Not content to limit himself to the study of the human condition, Parkinson turned his eye to the natural world. He was one of 13 founding members of the Geological Society of London, courtesy of his love of rock collecting.

The somewhat romantically named “Organic Remains of a Former World” was Parkinson’s gift to paleontology in 1804, a well-received tome that he followed up with Volumes II and III in subsequent years. The physician produced illustrations of fossils of ancient plant and animal life, putting forth some very adept descriptions of the flora and fauna of epochs gone by.

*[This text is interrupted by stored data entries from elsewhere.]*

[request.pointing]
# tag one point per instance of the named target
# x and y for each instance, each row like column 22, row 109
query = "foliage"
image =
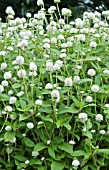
column 54, row 96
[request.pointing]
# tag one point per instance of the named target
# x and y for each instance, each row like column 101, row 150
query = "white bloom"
column 3, row 66
column 102, row 132
column 68, row 82
column 55, row 95
column 95, row 88
column 8, row 128
column 7, row 75
column 48, row 142
column 32, row 66
column 40, row 2
column 8, row 108
column 80, row 37
column 106, row 105
column 30, row 125
column 35, row 153
column 106, row 72
column 93, row 44
column 49, row 65
column 78, row 23
column 27, row 162
column 21, row 73
column 75, row 163
column 99, row 117
column 19, row 60
column 9, row 10
column 38, row 102
column 83, row 117
column 4, row 83
column 72, row 142
column 12, row 100
column 48, row 86
column 91, row 72
column 10, row 92
column 89, row 99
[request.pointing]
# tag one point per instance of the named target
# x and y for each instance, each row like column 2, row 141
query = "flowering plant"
column 54, row 92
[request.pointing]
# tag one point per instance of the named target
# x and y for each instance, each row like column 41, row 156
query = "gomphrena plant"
column 54, row 91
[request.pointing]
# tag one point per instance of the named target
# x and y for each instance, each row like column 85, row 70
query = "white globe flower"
column 83, row 117
column 91, row 72
column 95, row 88
column 49, row 65
column 12, row 100
column 8, row 109
column 21, row 73
column 89, row 99
column 32, row 66
column 40, row 3
column 99, row 117
column 75, row 163
column 7, row 75
column 68, row 82
column 30, row 125
column 20, row 60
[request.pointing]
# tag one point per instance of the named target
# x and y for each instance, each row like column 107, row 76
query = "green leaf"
column 79, row 153
column 16, row 85
column 23, row 116
column 23, row 104
column 57, row 165
column 84, row 80
column 40, row 146
column 9, row 136
column 103, row 151
column 66, row 147
column 35, row 161
column 88, row 124
column 66, row 124
column 28, row 142
column 20, row 158
column 51, row 152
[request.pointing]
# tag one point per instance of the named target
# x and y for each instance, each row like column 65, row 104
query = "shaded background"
column 21, row 7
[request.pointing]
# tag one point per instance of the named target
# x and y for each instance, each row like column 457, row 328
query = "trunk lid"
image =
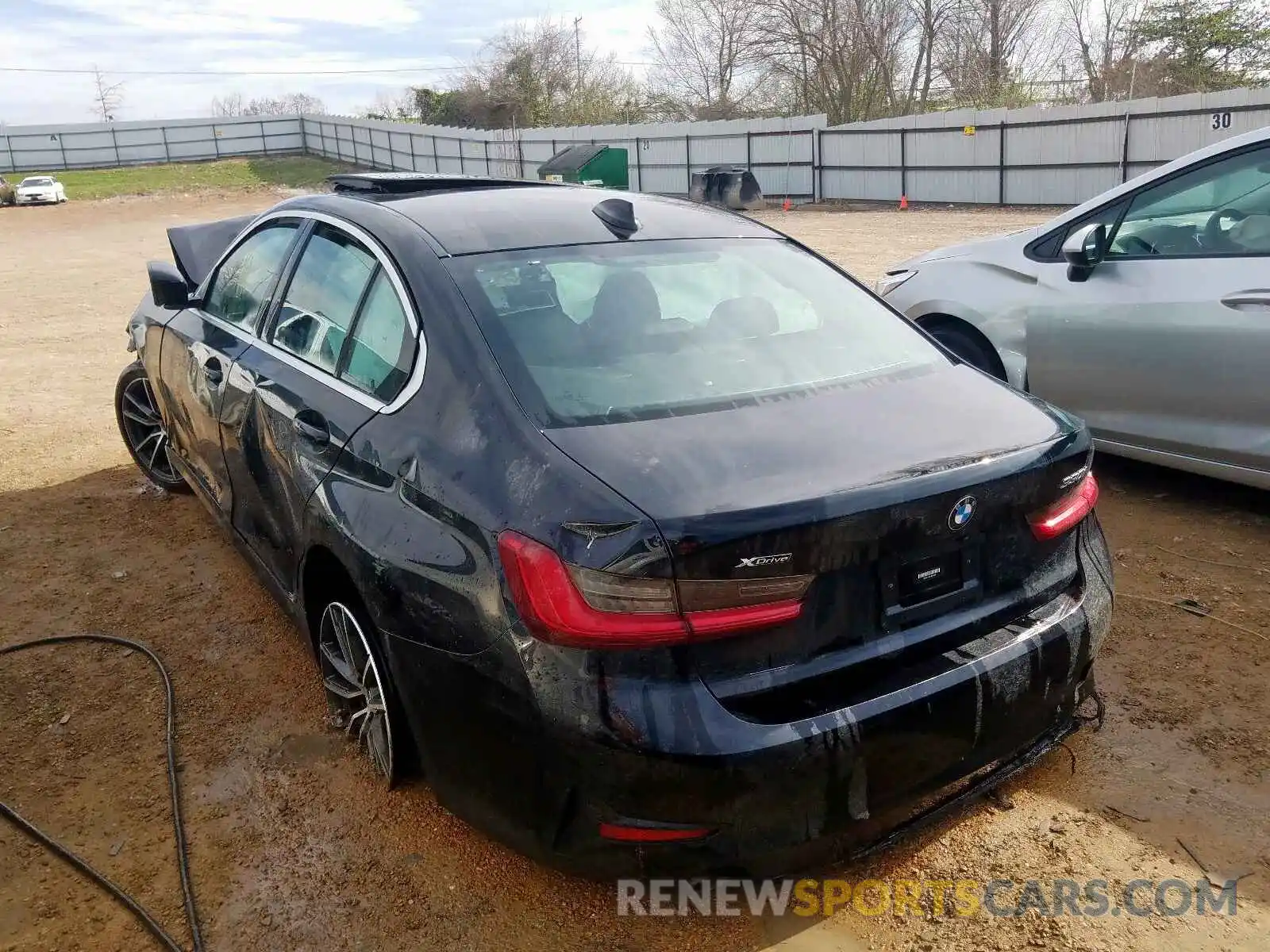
column 906, row 498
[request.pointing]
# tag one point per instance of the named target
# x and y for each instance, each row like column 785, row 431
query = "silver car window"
column 1219, row 209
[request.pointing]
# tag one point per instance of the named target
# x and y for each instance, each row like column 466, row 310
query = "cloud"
column 249, row 37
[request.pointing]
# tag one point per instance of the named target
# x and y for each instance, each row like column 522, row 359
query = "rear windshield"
column 618, row 332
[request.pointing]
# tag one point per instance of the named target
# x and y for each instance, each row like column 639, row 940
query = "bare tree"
column 1106, row 37
column 988, row 46
column 229, row 105
column 285, row 105
column 107, row 97
column 706, row 63
column 540, row 74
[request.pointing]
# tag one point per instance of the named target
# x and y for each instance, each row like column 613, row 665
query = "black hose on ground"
column 178, row 823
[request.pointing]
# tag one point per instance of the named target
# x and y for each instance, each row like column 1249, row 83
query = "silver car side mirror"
column 1083, row 249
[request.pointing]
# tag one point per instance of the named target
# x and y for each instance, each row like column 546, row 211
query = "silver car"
column 1145, row 310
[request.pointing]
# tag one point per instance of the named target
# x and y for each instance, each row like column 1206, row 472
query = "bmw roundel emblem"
column 962, row 513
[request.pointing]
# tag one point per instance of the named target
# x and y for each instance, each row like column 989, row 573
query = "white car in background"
column 40, row 190
column 1146, row 311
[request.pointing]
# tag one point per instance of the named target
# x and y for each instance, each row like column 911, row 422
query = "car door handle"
column 213, row 371
column 313, row 428
column 1254, row 300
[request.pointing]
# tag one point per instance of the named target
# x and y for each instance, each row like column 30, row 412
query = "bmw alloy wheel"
column 144, row 431
column 355, row 687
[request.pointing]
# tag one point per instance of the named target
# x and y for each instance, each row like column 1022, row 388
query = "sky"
column 427, row 37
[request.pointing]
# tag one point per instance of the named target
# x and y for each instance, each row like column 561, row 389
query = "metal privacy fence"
column 112, row 144
column 1060, row 155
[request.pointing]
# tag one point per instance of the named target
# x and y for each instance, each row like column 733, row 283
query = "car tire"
column 360, row 695
column 144, row 431
column 965, row 347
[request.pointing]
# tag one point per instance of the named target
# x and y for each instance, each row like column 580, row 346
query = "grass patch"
column 245, row 175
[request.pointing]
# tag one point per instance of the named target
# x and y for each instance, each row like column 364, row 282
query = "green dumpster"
column 587, row 165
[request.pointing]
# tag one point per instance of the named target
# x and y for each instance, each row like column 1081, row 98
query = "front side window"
column 605, row 333
column 1221, row 209
column 241, row 285
column 321, row 300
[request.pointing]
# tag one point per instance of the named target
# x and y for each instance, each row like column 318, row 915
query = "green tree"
column 1200, row 46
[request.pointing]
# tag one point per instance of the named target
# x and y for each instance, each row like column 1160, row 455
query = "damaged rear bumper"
column 783, row 797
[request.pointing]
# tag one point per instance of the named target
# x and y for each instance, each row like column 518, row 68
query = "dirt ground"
column 295, row 847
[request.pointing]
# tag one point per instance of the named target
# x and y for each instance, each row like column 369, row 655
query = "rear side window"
column 243, row 282
column 616, row 332
column 383, row 346
column 321, row 300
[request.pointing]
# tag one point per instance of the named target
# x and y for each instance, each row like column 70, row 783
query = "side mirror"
column 1083, row 249
column 167, row 286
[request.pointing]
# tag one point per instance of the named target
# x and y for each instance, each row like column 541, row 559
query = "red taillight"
column 558, row 603
column 633, row 833
column 1067, row 512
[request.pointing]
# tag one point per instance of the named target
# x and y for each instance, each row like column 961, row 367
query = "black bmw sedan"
column 654, row 541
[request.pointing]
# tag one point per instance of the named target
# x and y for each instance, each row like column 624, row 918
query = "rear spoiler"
column 197, row 248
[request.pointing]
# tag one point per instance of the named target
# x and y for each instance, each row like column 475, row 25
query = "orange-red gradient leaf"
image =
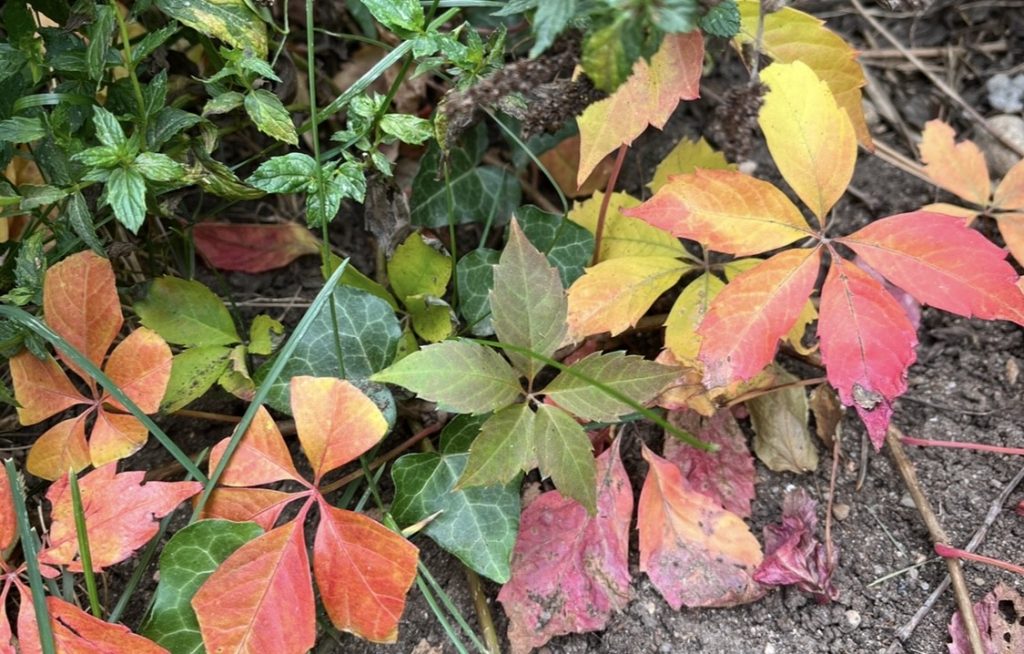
column 261, row 456
column 694, row 552
column 364, row 571
column 740, row 332
column 726, row 211
column 648, row 97
column 809, row 135
column 336, row 422
column 80, row 303
column 960, row 168
column 867, row 344
column 121, row 515
column 253, row 248
column 942, row 262
column 41, row 388
column 260, row 600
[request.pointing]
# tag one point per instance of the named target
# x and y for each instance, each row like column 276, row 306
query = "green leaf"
column 475, row 276
column 159, row 167
column 397, row 14
column 229, row 20
column 477, row 524
column 567, row 246
column 284, row 174
column 479, row 193
column 270, row 116
column 632, row 376
column 503, row 449
column 193, row 373
column 125, row 192
column 527, row 303
column 564, row 453
column 22, row 129
column 188, row 558
column 186, row 312
column 460, row 376
column 551, row 18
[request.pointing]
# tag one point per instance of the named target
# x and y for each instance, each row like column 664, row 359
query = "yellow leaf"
column 624, row 236
column 687, row 157
column 614, row 294
column 791, row 35
column 809, row 136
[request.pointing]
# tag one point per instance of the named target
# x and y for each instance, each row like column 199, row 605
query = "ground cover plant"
column 498, row 313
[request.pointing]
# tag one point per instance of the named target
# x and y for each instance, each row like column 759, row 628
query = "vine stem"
column 608, row 189
column 938, row 534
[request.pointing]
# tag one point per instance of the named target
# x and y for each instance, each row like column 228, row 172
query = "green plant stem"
column 608, row 189
column 28, row 535
column 85, row 555
column 607, row 390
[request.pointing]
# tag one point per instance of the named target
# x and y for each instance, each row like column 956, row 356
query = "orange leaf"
column 80, row 302
column 261, row 456
column 253, row 248
column 648, row 97
column 960, row 168
column 364, row 571
column 121, row 515
column 810, row 138
column 41, row 388
column 694, row 552
column 867, row 343
column 942, row 262
column 260, row 600
column 726, row 211
column 745, row 320
column 336, row 422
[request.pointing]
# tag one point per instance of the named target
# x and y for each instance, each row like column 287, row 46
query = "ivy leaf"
column 187, row 559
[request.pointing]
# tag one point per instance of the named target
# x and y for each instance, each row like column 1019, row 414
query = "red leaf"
column 364, row 571
column 942, row 262
column 694, row 552
column 121, row 515
column 260, row 600
column 744, row 322
column 253, row 248
column 793, row 555
column 867, row 344
column 725, row 476
column 569, row 570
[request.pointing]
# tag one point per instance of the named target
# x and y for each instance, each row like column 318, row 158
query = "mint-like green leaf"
column 477, row 524
column 632, row 376
column 527, row 303
column 270, row 116
column 460, row 376
column 188, row 558
column 125, row 192
column 186, row 312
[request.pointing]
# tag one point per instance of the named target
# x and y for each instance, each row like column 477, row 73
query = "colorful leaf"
column 253, row 248
column 694, row 552
column 364, row 571
column 726, row 211
column 743, row 324
column 960, row 168
column 809, row 136
column 569, row 568
column 527, row 303
column 942, row 262
column 648, row 97
column 867, row 344
column 121, row 515
column 725, row 476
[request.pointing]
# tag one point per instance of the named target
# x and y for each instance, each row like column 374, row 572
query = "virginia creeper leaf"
column 569, row 568
column 694, row 552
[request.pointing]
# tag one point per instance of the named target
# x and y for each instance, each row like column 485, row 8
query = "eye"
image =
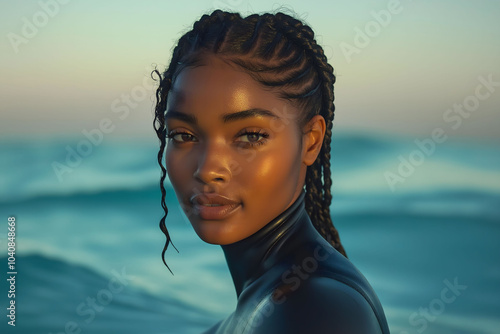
column 253, row 138
column 181, row 137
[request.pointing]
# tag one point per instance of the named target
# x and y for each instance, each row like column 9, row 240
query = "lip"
column 225, row 208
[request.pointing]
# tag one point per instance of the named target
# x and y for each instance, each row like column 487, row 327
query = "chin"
column 215, row 235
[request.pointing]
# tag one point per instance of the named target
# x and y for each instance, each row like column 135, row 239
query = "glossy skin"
column 263, row 172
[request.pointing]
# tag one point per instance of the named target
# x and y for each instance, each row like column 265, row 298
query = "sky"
column 403, row 67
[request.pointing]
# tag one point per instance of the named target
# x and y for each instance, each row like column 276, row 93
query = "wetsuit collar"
column 249, row 258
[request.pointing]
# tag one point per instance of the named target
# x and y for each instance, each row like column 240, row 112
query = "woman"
column 246, row 106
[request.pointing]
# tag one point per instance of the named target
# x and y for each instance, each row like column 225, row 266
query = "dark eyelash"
column 259, row 133
column 264, row 135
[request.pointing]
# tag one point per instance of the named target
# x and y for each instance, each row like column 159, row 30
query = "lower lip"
column 215, row 212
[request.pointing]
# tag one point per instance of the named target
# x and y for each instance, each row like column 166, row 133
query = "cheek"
column 177, row 169
column 271, row 168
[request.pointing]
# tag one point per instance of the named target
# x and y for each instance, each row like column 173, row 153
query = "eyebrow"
column 225, row 118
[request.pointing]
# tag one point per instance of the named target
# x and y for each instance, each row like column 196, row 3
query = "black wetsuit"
column 289, row 280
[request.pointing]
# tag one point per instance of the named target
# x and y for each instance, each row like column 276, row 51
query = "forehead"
column 219, row 85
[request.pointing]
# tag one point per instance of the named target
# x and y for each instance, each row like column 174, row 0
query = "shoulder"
column 319, row 305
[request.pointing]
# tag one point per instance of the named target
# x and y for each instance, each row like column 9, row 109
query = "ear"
column 313, row 139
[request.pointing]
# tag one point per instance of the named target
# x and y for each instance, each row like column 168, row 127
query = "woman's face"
column 230, row 137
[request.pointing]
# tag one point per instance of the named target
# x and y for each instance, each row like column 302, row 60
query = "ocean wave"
column 53, row 292
column 360, row 164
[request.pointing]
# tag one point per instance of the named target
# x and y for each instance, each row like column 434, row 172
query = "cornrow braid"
column 279, row 52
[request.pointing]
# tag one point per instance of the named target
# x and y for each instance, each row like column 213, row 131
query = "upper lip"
column 211, row 198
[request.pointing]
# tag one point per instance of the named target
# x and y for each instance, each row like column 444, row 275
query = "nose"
column 213, row 166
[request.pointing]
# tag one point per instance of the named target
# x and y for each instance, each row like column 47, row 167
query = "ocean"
column 421, row 220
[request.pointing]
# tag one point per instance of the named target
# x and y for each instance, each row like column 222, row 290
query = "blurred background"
column 415, row 163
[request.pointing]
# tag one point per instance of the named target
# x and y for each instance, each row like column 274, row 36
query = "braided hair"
column 279, row 52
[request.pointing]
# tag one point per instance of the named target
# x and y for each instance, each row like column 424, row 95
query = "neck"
column 249, row 258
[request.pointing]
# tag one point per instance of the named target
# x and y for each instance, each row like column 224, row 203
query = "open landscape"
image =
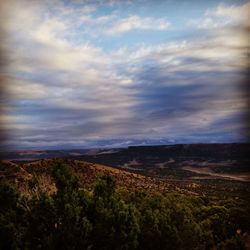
column 124, row 125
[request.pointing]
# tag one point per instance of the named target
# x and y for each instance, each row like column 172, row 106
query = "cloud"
column 224, row 16
column 138, row 23
column 63, row 88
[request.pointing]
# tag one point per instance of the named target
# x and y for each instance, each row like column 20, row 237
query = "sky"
column 114, row 73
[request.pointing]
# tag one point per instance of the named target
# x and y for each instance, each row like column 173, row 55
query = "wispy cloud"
column 224, row 16
column 138, row 23
column 68, row 81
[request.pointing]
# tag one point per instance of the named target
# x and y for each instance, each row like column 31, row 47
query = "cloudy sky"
column 113, row 73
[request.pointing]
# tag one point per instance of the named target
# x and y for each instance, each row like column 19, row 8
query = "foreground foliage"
column 103, row 218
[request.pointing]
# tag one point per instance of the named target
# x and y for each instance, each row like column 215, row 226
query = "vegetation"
column 73, row 217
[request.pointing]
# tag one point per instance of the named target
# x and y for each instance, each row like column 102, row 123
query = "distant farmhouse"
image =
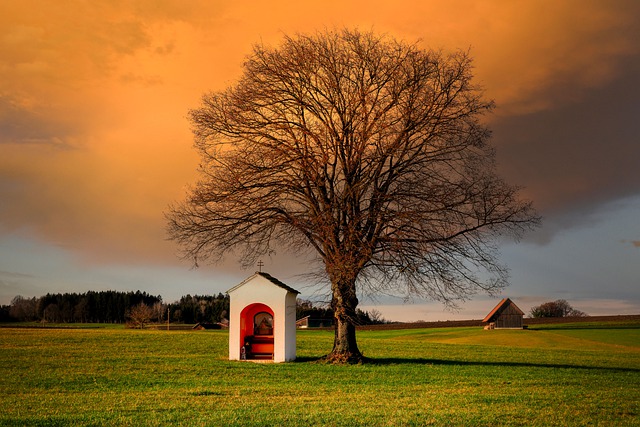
column 313, row 322
column 506, row 315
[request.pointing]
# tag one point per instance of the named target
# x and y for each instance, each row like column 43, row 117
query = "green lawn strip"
column 423, row 377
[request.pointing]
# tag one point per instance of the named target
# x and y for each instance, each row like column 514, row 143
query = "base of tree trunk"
column 345, row 358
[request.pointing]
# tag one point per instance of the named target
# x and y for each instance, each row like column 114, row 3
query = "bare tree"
column 557, row 308
column 367, row 151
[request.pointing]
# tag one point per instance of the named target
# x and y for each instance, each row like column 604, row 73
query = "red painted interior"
column 261, row 345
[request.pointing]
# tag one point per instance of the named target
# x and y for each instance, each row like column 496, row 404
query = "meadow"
column 564, row 374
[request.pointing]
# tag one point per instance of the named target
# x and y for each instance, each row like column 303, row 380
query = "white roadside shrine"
column 262, row 320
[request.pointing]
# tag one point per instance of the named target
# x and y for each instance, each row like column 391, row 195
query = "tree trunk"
column 344, row 303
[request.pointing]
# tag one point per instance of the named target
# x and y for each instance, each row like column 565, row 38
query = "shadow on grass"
column 382, row 361
column 536, row 328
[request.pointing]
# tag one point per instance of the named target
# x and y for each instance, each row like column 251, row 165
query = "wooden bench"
column 261, row 346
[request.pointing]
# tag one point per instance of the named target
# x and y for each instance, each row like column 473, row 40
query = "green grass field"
column 586, row 374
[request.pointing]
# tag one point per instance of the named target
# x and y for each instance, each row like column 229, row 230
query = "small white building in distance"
column 262, row 320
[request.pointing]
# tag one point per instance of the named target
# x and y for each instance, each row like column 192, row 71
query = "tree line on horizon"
column 112, row 307
column 119, row 307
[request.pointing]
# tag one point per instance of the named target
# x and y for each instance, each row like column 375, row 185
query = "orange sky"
column 94, row 96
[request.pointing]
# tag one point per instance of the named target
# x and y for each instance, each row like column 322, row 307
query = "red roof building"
column 505, row 315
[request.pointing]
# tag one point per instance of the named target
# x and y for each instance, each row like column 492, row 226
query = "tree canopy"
column 367, row 151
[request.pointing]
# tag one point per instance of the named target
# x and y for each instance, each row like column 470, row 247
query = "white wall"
column 258, row 289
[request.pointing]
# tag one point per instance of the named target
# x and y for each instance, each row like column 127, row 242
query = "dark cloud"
column 579, row 156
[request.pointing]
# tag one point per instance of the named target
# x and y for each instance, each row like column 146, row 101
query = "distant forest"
column 114, row 307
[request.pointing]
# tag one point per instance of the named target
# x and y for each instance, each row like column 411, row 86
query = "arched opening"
column 256, row 332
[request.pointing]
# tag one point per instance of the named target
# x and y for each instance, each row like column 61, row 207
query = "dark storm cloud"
column 579, row 156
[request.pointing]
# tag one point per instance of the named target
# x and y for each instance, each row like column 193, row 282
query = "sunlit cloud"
column 94, row 97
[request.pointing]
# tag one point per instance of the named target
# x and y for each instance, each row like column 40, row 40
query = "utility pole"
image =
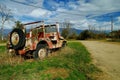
column 112, row 27
column 111, row 23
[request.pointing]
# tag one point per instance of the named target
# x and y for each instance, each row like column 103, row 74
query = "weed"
column 70, row 63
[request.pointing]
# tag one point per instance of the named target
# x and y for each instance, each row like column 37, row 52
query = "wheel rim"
column 15, row 38
column 42, row 53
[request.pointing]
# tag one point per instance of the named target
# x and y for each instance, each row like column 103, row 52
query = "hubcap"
column 42, row 53
column 15, row 38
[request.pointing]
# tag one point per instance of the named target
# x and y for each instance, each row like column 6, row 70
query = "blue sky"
column 81, row 13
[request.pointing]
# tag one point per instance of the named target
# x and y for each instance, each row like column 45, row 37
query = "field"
column 70, row 63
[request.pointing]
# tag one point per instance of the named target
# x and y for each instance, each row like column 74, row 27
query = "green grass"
column 71, row 63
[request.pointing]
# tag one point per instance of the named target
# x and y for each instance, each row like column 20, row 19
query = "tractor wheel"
column 64, row 44
column 41, row 52
column 17, row 39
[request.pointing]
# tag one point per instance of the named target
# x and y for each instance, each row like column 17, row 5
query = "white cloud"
column 40, row 13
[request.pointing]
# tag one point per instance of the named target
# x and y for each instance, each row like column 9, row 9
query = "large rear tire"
column 17, row 39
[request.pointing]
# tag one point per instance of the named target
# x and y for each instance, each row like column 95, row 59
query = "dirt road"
column 106, row 56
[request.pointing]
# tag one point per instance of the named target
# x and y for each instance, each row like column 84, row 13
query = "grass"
column 71, row 63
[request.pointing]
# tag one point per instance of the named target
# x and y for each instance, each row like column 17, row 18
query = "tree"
column 66, row 29
column 5, row 15
column 18, row 24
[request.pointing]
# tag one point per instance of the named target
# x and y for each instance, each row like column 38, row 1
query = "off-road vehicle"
column 39, row 41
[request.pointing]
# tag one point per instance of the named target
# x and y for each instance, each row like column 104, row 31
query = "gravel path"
column 106, row 56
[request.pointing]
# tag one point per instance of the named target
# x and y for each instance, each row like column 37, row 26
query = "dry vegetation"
column 71, row 62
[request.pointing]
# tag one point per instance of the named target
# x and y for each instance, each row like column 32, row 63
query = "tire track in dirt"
column 105, row 56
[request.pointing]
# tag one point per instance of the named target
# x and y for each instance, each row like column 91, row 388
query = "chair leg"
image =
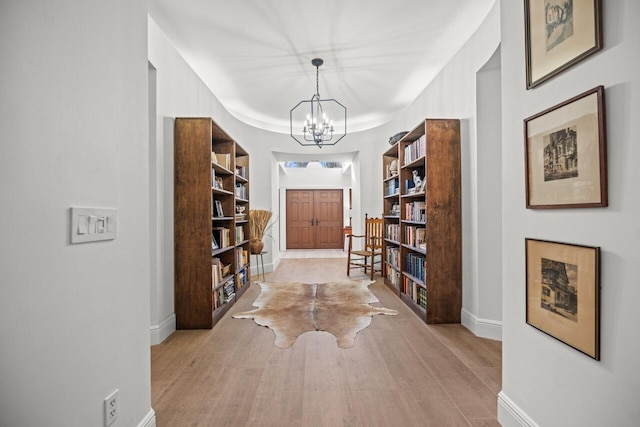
column 373, row 258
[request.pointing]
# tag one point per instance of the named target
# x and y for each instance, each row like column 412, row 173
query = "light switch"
column 111, row 224
column 82, row 224
column 91, row 224
column 100, row 225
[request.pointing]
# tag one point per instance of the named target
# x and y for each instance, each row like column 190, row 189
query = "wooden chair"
column 372, row 247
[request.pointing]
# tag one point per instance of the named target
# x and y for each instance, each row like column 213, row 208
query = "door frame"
column 282, row 207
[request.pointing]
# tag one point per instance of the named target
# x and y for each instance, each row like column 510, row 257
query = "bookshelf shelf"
column 211, row 268
column 423, row 251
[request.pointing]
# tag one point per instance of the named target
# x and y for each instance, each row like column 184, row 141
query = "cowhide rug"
column 290, row 309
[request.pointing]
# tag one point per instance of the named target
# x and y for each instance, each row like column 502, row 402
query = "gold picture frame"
column 559, row 34
column 566, row 154
column 563, row 293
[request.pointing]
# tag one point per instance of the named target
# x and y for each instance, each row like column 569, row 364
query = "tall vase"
column 256, row 246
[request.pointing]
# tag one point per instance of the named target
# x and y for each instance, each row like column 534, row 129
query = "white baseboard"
column 483, row 328
column 160, row 332
column 149, row 420
column 510, row 414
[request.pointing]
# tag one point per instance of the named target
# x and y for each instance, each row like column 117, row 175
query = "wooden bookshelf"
column 211, row 251
column 423, row 231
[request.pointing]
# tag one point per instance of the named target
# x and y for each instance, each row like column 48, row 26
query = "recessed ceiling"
column 255, row 55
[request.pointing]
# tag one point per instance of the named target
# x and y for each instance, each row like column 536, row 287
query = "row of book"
column 219, row 272
column 391, row 187
column 242, row 256
column 415, row 211
column 241, row 279
column 416, row 265
column 392, row 232
column 241, row 191
column 239, row 234
column 415, row 291
column 241, row 171
column 221, row 159
column 415, row 236
column 220, row 238
column 415, row 150
column 223, row 294
column 394, row 209
column 393, row 276
column 393, row 256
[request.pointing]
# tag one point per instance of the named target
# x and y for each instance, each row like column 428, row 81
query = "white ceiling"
column 255, row 55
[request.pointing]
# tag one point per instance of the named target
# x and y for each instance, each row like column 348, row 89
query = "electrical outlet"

Parkinson was also attuned to the plight of children living in poverty and sickness. He fought for children’s rights, especially those who lived in workhouses. He studied first-aid for kids, resuscitation and trauma techniques, and preached prevention and hygiene as a way to improve the health of children.

He also published papers and books on the theory of child raising and pediatrics, marking him as one of the first physicians devoted to the emerging speciality.

Better late than never

When the famous French neurologist Jean-Martin Charcot (1825-1893) studied Parkinson’s Disease some 60 years after the 66-page essay was first published, he concluded that the ailment known as paralysis agitans should, from then on, be named for the first physician to describe the neurodegenerative disorder. An honour not to be taken lightly — Charcot was widely known as an eponym hog.

It’s been nearly 200 years since Parkinson penned his famous essay and yet modern medicine is still unable to pinpoint the exact cause of primary Parkinsonism. James Parkinson would no doubt, however, be thrilled to learn of the progress made over the last few decades.